Why BITCOINZ uses the "BITCOIN" name and why it is really different from the so many projects that used it.
BITCOINZ used the "BITCOIN" name adding a Z because it honored and followed all the fundamentals that the classic BITCOIN introduced (fair rules, 100% Community Driven, 100% Decentralized, 100% Proof of Work) and at the same time it offed Zero fees, PC-mining only with its Zhash algorithm and optional privacy based on the Zk-snarks cryptography. So there was no better name to describe all these than "BITCOIN+Z".
It is worth mentioning that BITCOINZ is the oldest and maybe the only "BITCOIN" named project that can still be mined with a normal PC and it is not a Bitcoin blockchain fork, as it had its own genesis block.

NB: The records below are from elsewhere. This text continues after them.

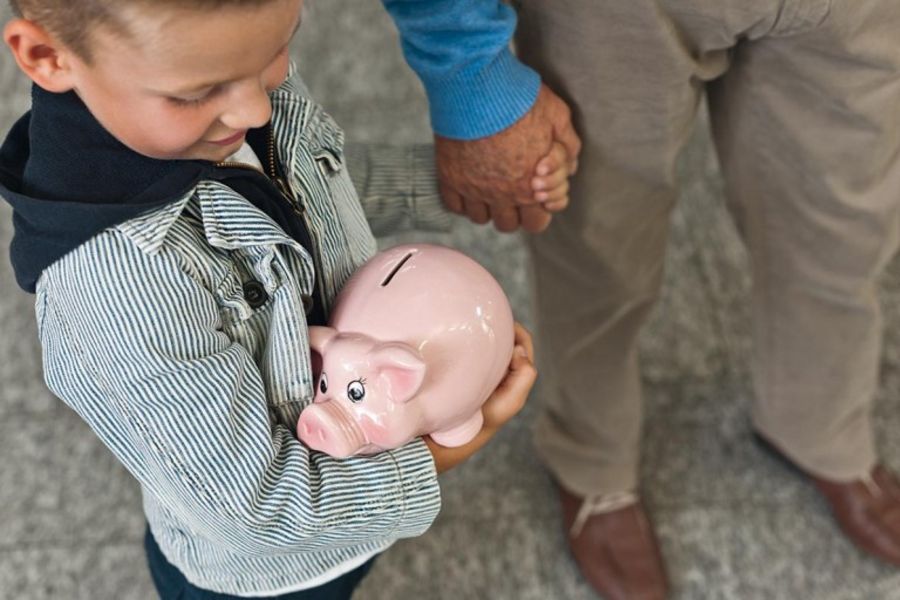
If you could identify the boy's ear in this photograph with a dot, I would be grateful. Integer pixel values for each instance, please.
(40, 55)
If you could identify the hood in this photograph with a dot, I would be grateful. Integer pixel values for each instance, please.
(68, 179)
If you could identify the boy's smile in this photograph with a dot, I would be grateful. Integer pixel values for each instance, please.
(186, 83)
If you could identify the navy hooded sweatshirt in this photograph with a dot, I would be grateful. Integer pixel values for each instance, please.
(68, 179)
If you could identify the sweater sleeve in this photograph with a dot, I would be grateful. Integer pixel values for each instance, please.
(460, 50)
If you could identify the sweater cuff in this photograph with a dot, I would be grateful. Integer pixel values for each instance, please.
(480, 101)
(419, 486)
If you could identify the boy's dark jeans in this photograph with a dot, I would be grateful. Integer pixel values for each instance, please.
(172, 585)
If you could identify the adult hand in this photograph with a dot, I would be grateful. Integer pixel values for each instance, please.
(491, 178)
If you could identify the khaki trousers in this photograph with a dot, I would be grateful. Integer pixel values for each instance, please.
(804, 97)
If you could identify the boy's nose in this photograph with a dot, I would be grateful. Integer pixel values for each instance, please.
(250, 107)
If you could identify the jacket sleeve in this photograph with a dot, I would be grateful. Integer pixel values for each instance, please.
(460, 50)
(135, 346)
(397, 187)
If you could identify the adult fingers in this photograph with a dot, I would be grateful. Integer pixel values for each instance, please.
(534, 218)
(506, 218)
(477, 210)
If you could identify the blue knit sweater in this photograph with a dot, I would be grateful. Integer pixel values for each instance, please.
(460, 50)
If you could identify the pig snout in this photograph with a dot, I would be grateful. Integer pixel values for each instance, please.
(330, 428)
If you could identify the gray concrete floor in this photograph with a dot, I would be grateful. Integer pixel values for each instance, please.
(733, 522)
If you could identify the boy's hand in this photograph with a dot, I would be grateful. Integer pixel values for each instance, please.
(502, 405)
(551, 180)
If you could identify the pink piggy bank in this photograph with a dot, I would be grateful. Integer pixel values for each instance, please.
(419, 338)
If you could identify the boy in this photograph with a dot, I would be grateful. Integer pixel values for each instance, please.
(178, 205)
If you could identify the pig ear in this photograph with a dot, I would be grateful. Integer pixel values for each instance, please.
(401, 366)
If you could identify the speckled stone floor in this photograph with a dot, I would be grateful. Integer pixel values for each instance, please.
(733, 522)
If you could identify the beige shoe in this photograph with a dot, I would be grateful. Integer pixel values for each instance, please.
(614, 545)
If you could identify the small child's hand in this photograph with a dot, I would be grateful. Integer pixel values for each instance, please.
(551, 181)
(502, 405)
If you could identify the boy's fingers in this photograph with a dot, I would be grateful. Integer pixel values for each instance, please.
(510, 396)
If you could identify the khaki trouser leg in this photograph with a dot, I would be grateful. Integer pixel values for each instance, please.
(633, 73)
(808, 130)
(630, 81)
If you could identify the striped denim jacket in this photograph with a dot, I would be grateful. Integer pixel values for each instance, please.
(148, 335)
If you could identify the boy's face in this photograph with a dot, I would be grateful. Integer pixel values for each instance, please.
(186, 83)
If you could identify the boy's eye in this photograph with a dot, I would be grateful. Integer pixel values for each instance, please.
(202, 97)
(189, 101)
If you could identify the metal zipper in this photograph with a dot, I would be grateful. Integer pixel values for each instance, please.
(298, 207)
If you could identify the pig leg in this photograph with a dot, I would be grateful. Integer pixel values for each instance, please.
(459, 434)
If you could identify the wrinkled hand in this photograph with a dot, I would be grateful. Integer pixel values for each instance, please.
(491, 178)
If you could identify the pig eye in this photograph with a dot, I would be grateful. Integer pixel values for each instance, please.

The most of the other crypto projects that have used the "Bitcoin" name, did it afterwards, in a misleading way or they are just copies of the BITCOIN's blockchain (chain-forks) that have given free coins (forkdrops) to the Bitcoin holders. In such a way, these "BITCOIN" named projects try to enjoy a high free exposure by distributing coins to the BITCOIN owners. Sometimes bad actors from the BITCOIN chain-fork projects even try to steal the private keys from the BTC owners that claim their free coins.
In contrast, BITCOINZ had its own unique blockchain exactly like Bitcoin did and never made any forkdrops. Offering equal opportunities to everyone by distributing the 100% of its supply to the whole world Community and not to a closed team. Like a real cryptocurrency should be destined to do, like a gift of Freedom and Equality.